/px

A Linux tool that provides progress and status information for command pipelines.

Primary LanguagePerlGNU General Public License v3.0GPL-3.0

Pipe X-Ray (px) is a Linux tool that analyzes the pipeline it's in or the pipline for the given pid.

If you process large datasets using long-running Linux command pipelines (like cat | grep, dtk, or even custom scripts), px can give you live progress and status information for your job. px functions without any changes to the underlying commands, and doesn't handle data directly (thereby avoiding memory allocation and throughput limitations).

There are two primary modes of execution:

  • Fork and exec another process, then observe that process: px <cmd> [<args>...]
  • Observe a specific process directly: px --pid <pid>

The process being observed and all processes related by pipes are then analyzed for expected file accesses (by looking at their standard input and command line arguments) and monitored for reads on those files.

px handles many situations. It is written in Perl, and relies only on built-in packages. It should work in any terminal width, and will omit parts of its output to fit your terminal, even if you resize your terminal while it is running. It will pause its output if it is in the background (such as via ctrl-Z).

For invocation options, see px --help.

Examples

Several runnable demos are available in the demos/ directory. Here are a few examples of invocations and output:


If you use px to invoke one of the commands in your pipeline like this:

px zcat /var/log/rotated/access_log.*.gz | grep favicon | wc -l

It will produce a live progress report in your terminal like this:

zcat 18413 R [========            ]  41.09% (33/60 files, 7.49 MB @ 4.36 MB/s, ETA 2.463s)
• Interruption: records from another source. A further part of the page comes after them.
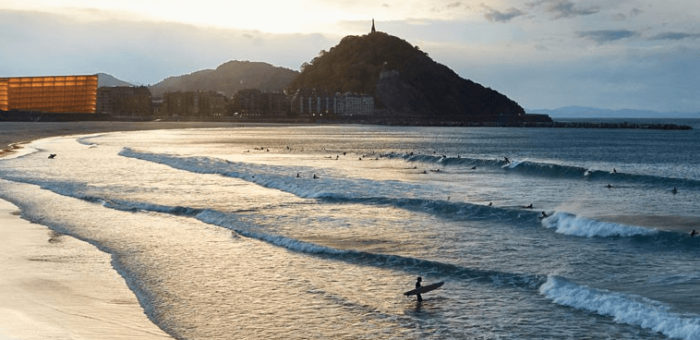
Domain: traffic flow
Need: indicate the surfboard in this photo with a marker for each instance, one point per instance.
(424, 289)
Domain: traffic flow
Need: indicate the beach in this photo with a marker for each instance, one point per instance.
(55, 286)
(316, 231)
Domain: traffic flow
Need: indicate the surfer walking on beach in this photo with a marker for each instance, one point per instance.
(418, 281)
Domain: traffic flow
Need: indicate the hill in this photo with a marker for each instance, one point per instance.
(104, 79)
(404, 80)
(229, 78)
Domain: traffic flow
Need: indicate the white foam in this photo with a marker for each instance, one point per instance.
(624, 308)
(227, 221)
(570, 224)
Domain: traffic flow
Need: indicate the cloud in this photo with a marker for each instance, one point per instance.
(603, 36)
(497, 16)
(635, 12)
(675, 36)
(565, 8)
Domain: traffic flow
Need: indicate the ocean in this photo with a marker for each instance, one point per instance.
(315, 232)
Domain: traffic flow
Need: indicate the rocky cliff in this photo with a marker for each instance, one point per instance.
(405, 81)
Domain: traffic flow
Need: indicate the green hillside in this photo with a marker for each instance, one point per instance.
(421, 88)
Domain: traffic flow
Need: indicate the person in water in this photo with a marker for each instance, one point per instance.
(418, 281)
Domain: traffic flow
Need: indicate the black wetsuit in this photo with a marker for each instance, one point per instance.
(417, 292)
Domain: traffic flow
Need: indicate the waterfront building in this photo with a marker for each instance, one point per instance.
(56, 94)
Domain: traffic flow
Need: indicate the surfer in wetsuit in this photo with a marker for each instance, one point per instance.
(418, 287)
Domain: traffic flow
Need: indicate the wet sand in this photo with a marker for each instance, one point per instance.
(22, 132)
(55, 286)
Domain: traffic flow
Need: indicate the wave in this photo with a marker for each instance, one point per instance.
(624, 308)
(570, 224)
(334, 190)
(448, 161)
(553, 170)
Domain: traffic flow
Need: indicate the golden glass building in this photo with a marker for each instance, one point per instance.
(60, 94)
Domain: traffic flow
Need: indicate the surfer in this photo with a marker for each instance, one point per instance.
(418, 280)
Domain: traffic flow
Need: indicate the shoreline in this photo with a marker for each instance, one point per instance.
(56, 286)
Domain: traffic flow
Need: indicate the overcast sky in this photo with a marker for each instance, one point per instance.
(640, 54)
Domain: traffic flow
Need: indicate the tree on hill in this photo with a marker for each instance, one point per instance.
(412, 83)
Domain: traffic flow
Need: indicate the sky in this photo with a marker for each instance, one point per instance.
(613, 54)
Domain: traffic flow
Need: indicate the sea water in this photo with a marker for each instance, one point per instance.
(316, 231)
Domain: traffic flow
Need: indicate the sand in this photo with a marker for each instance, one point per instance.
(19, 132)
(54, 286)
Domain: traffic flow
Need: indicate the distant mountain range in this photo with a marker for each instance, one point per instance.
(405, 81)
(592, 112)
(104, 79)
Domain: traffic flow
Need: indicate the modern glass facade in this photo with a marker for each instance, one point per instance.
(69, 94)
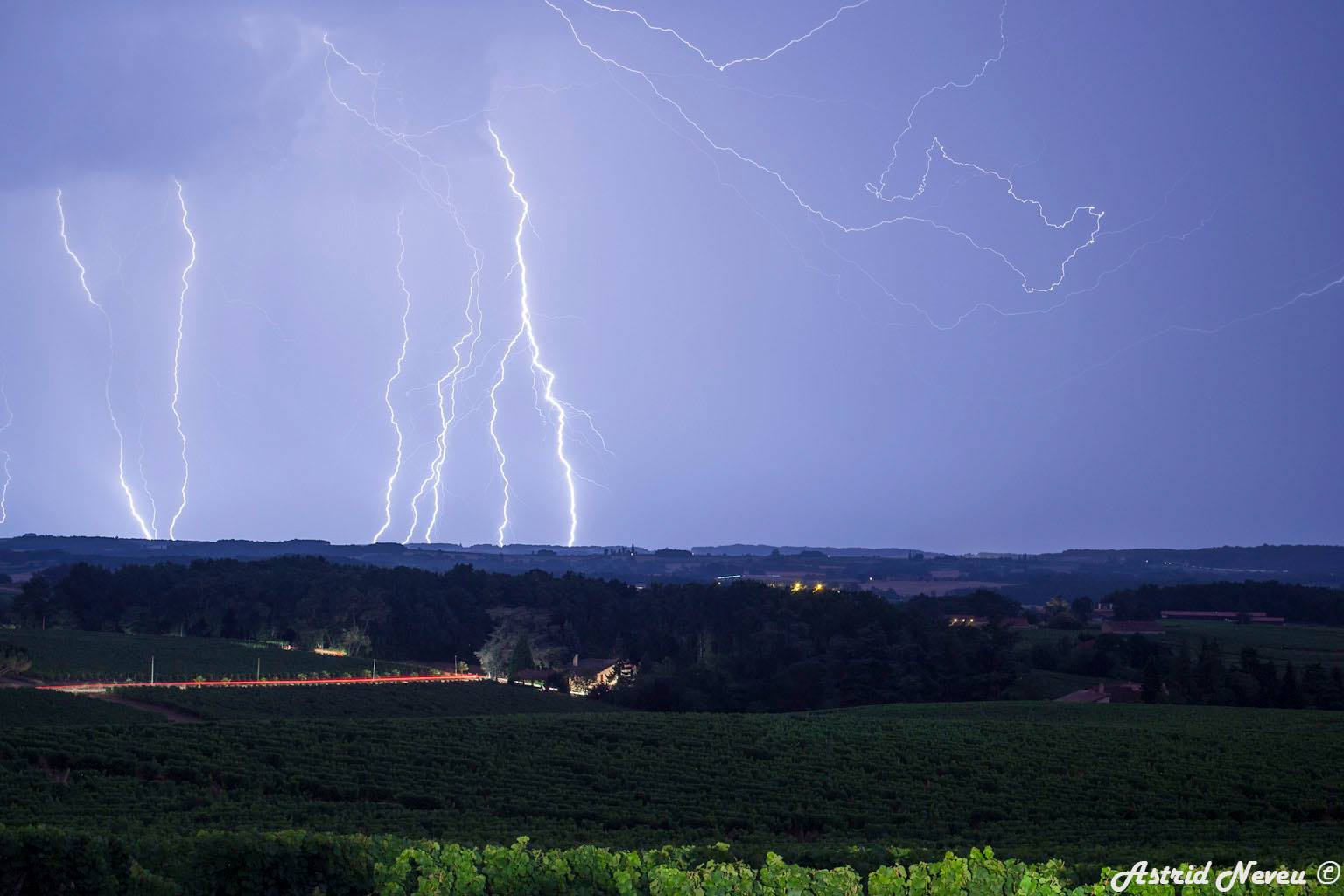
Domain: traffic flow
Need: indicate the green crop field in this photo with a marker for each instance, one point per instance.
(1101, 783)
(363, 702)
(30, 707)
(1301, 645)
(60, 654)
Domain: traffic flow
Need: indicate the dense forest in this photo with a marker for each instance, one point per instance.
(699, 647)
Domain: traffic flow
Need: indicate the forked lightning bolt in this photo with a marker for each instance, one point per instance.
(446, 384)
(176, 364)
(448, 416)
(396, 375)
(5, 422)
(814, 210)
(724, 66)
(538, 367)
(107, 383)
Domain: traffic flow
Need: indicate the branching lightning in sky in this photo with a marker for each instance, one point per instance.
(464, 349)
(448, 383)
(538, 367)
(815, 211)
(396, 375)
(107, 384)
(448, 410)
(5, 422)
(724, 66)
(176, 364)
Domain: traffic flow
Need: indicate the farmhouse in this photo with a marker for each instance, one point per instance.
(581, 675)
(1228, 615)
(1110, 626)
(1120, 692)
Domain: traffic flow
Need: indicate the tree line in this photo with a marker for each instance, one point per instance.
(699, 647)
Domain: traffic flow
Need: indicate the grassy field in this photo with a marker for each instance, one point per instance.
(95, 655)
(1102, 783)
(363, 702)
(29, 707)
(1303, 645)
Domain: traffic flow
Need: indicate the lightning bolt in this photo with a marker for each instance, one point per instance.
(448, 413)
(396, 374)
(724, 66)
(176, 363)
(815, 211)
(536, 349)
(107, 383)
(4, 454)
(448, 383)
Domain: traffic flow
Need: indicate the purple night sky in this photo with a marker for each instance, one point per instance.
(805, 273)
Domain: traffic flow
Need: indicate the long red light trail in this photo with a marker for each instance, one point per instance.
(80, 685)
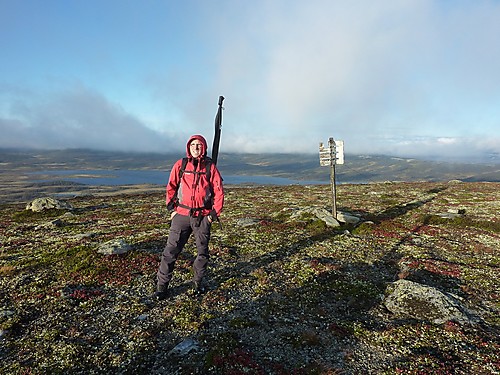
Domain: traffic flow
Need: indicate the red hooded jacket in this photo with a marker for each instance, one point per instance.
(192, 190)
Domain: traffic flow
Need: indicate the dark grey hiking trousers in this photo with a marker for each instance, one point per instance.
(180, 230)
This even works across subshells, pipelines that spawn new processes, or if the invoked command isn't the one doing the reading:

for f in /var/log/rotated/access_log.*.gz; do
  cat $f
done | px gunzip | wc -l

As new processes are created, they are automatically tracked and added to the list:

cat 19261 X [====================] 100.00% (1/1 files, 260.04 KB @ 206.53 KB/s, CPU 0.000s)
cat 19264 X [====================] 100.00% (1/1 files, 255.20 KB @ 230.87 KB/s, CPU 0.000s)
cat 19266 X [====================] 100.00% (1/1 files, 239.63 KB @ 231.23 KB/s, CPU 0.000s)
cat 19268 S [===============     ]  76.14% (1/1 files, 172.00 KB @ 226.91 KB/s, ETA 0.238s)
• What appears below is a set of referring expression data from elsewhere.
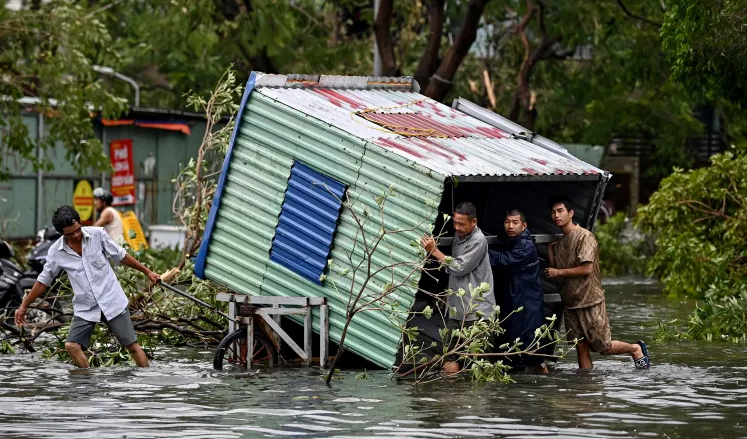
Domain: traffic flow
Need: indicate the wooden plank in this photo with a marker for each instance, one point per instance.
(323, 335)
(281, 311)
(307, 333)
(249, 342)
(232, 315)
(269, 300)
(275, 327)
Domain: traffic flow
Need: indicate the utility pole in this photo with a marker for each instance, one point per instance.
(377, 56)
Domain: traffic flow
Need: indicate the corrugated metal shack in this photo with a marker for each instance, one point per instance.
(271, 230)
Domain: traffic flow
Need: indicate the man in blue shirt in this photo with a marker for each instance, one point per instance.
(97, 295)
(517, 258)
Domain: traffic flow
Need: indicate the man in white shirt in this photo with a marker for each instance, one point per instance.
(108, 216)
(82, 252)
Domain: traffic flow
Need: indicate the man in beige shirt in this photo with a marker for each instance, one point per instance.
(574, 260)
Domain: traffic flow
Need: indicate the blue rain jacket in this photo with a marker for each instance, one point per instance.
(516, 258)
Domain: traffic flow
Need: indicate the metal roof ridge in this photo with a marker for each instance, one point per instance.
(294, 80)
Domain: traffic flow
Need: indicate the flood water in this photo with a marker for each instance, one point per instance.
(692, 390)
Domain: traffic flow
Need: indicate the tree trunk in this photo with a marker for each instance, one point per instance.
(430, 59)
(383, 35)
(523, 109)
(440, 83)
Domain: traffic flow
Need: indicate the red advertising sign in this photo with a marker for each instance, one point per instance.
(123, 179)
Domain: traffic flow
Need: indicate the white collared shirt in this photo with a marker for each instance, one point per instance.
(95, 287)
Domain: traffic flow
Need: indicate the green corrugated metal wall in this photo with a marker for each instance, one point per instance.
(169, 148)
(270, 137)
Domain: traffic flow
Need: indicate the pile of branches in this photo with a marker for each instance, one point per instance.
(159, 317)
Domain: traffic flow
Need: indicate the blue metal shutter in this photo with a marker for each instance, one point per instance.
(307, 222)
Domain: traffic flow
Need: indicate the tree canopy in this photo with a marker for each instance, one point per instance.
(582, 72)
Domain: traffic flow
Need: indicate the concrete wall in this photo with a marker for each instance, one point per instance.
(154, 196)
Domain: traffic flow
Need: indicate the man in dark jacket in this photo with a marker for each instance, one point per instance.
(517, 259)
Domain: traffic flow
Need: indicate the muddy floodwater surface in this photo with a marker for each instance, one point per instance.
(693, 390)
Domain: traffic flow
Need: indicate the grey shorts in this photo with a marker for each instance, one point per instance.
(121, 326)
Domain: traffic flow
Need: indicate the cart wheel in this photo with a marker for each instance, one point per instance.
(231, 352)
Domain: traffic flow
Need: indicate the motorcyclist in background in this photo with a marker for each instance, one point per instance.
(108, 216)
If you want to watch an already-running pipeline (or even a single command):

dd if=/dev/sda of=/dev/sdb

You can pass a PID of any process in it:

px --pid `pgrep -n dd`

...and you will be presented with the same progress information:

dd 19643 R [===============     ]  75.72% (1/1 files, 474.02 MB @ 28.68 MB/s, ETA 5.299s)

Technical Details

px only works in environments that have a compatible /proc filesystem (probably only Linux); specifically, it looks in /proc/<pid>/ for cwd, cmdline, stat, fd/<fd>, fdinfo/<fd>, and expects pipes to be identified as fd/<fd> links to a string like pipe:12345. It uses the list of files passed to each command (and any file open on STDIN) to determine the maximum number of bytes expected to be read.